WASHINGTON—U.S. Senator John Boozman (R-AR), ranking member of the U.S. Senate Committee on Agriculture, Nutrition, and Forestry, released the following opening remarks, as prepared, at the hearing entitled “Farm Bill 2023: Nutrition Programs.”
Good morning. I thank the chairwoman for holding today’s hearing.
As I meet with Arkansans, food insecurity is an all too familiar experience in rural and urban parts of my state. Thankfully, the nutrition programs that this committee authorizes, programs I have been proud to support, are there to provide help. I have long advocated for domestic and international food assistance programs. In fact, some of the most meaningful accomplishments the chairwoman and I achieved in the 117th Congress were related to feeding hungry people.
As we work our way through the titles of the farm bill, it is important for this committee to review our nutrition programs and make sure they are working as intended and being implemented properly by the U.S. Department of Agriculture (USDA), like every other farm bill program.
Many do not realize this, but the nutrition title is, by far, the costliest title in the bill. Yesterday’s Congressional Budget Office (CBO) baseline projection shows that farm bill nutrition programs will cost more than $1.2 trillion over ten years, which is greater than 80 percent of the total cost of the bill. In fact, according to CBO we will spend more on Supplemental Nutrition Assistance Program (SNAP) from 2023 to 2033 than we have in the previous two decades combined. Since the last farm bill, the cost of the largest of these programs, the Supplemental Nutrition Assistance Program or SNAP, has grown by more than 94 percent, from $65 billion annually in 2018 to an expected $127 billion in 2023.
The pandemic and inflation drove some of these cost increases but let there be no doubt that the largest driver was a decision by the leadership of the Food, Nutrition, and Consumer Services (FNCS) mission area to abandon 40 years of precedent and increase SNAP benefits by 21% to record-high levels, levels that are unsustainable. Some will cynically point to provisions to update the Thrifty Food Plan in the 2018 Farm Bill as the basis for USDA’s action, but Congress never agreed to permit a quarter of a trillion-dollar spending increase. As the Government Accountability Office (GAO) recently documented, FNCS used a sloppy process with an accelerated schedule. USDA knew the outcome it wanted and then backed into it. Because of these actions, FNCS’s political appointees have made passage of the 2023 Farm Bill much more difficult, because they showed a lack of good judgement and gross abuse of discretion. By leaning on the scales, they chose to disrupt the delicate balance of the farm bill coalition and severely eroded the trust that is crucial to legislate and to govern.
When one program constitutes more than 80 percent of the spending in the next farm bill, and thereby effectively crowds out the ability to make crucial investments in every other title, is there really any room left for farmers in the traditional farm bill coalition?

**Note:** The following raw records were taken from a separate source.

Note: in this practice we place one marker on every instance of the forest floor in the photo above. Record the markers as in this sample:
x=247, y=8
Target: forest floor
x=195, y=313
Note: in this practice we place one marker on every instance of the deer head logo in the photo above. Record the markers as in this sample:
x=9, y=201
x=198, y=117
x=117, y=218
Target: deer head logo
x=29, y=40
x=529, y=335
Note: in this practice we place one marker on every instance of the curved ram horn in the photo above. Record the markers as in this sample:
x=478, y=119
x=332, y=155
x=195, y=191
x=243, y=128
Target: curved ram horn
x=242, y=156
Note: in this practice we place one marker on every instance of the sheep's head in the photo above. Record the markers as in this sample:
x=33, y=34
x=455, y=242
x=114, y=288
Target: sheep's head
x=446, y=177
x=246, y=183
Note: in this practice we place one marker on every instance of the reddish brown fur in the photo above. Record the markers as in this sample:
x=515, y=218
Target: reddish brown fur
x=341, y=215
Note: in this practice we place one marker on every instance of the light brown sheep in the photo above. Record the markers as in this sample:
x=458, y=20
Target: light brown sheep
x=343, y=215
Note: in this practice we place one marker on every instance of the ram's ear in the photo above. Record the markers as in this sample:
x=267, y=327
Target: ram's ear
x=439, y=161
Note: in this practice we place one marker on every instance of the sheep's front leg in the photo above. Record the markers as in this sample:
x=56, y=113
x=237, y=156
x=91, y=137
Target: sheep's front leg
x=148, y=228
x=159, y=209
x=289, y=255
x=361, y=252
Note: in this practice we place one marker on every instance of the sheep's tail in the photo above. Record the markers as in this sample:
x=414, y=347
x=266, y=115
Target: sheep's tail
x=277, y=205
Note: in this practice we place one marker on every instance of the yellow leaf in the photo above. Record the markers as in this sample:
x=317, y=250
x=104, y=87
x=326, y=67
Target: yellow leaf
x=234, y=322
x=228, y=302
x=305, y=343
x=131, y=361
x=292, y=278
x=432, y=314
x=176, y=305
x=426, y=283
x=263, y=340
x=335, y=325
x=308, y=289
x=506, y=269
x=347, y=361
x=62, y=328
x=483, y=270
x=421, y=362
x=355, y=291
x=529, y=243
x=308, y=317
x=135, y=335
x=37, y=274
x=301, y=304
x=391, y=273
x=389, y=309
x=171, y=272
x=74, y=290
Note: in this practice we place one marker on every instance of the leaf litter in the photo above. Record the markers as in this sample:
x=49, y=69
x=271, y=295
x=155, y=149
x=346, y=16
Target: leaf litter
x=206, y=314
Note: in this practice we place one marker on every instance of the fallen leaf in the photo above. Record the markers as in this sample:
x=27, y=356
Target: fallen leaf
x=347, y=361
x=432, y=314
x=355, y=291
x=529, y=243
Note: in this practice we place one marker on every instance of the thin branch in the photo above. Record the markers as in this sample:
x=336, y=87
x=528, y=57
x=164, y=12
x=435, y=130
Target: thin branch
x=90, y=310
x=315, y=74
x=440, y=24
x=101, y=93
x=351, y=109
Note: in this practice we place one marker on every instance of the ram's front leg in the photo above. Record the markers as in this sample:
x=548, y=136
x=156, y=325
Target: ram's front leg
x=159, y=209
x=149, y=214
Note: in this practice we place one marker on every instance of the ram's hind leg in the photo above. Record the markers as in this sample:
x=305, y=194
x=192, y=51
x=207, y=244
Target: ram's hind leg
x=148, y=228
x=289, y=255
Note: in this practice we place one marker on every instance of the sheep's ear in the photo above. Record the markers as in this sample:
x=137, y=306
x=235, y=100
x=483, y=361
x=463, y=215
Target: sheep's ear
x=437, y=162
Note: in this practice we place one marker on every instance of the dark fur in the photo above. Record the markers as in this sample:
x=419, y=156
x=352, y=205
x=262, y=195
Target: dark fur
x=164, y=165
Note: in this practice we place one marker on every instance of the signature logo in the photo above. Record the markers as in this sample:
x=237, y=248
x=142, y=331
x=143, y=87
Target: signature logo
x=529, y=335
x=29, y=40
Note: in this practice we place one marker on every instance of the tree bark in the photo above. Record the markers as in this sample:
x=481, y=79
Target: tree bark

As a reminder, SNAP is intended to supplement a beneficiary’s monthly grocery budget, it was not created to serve as the beneficiary’s monthly grocery budget. SNAP is available to anyone who qualifies because it is an entitlement program—there are no participation caps. There are however specific requirements to receive benefits. One of those requirements is related to work.
To qualify for benefits, participants must work 20 hours a week or be in job training. I think most would agree that 20 hours a week is equal to part time work. For nearly three years, SNAP participants have been exempted from work requirements. It is time for this exemption to end and it is time for USDA to get serious about enforcing work requirements. States should no longer be allowed to game the system. Jobs, good jobs, are plentiful. There are more than 11 million jobs open across the economy, equivalent to nearly two job openings for every unemployed person. Approximately five million of those job openings are in 25 states and territories that are not enforcing work requirements. This job gap pushes labor costs higher, slows supply chains, delays our economic recovery from the pandemic, and importantly, is a large contributor to the historic inflation facing our nation.
So why is the Biden Administration not promoting work? As study after study proves, work equals dignity. A culture of dependence weakens our communities and our country. SNAP is a valuable program, but it should lead to self-reliance, not generational dependence.
As someone who has consistently supported SNAP, WIC, and school nutrition programs, I cannot overstate how damaging FNCS’s conduct has been. I am deeply disappointed in its appointed leadership. This is why oversight is so necessary, because at the end of the day, what FNCS has done has weakened the program it supposedly was trying to help. That unfortunately will be the legacy of this decision.
Madam Chair, I request inclusion in the hearing record the report conducted by the GAO on the Thrifty Food Plan, the GAO determination that USDA failed to submit the Thrifty Food Plan food basket increase to Congress as a rule as required by the Congressional Review Act, and the updated baseline released by CBO yesterday, which shows an increase in SNAP outlays from 2023 to 2032 by $93 billion dollars, likely in large part due to USDA having the ability to increase the cost of the food basket under the Thrifty Food Plan again in 2027 and 2031.
Again, I thank the chairwoman for holding today’s hearing. I look forward to questioning our witness.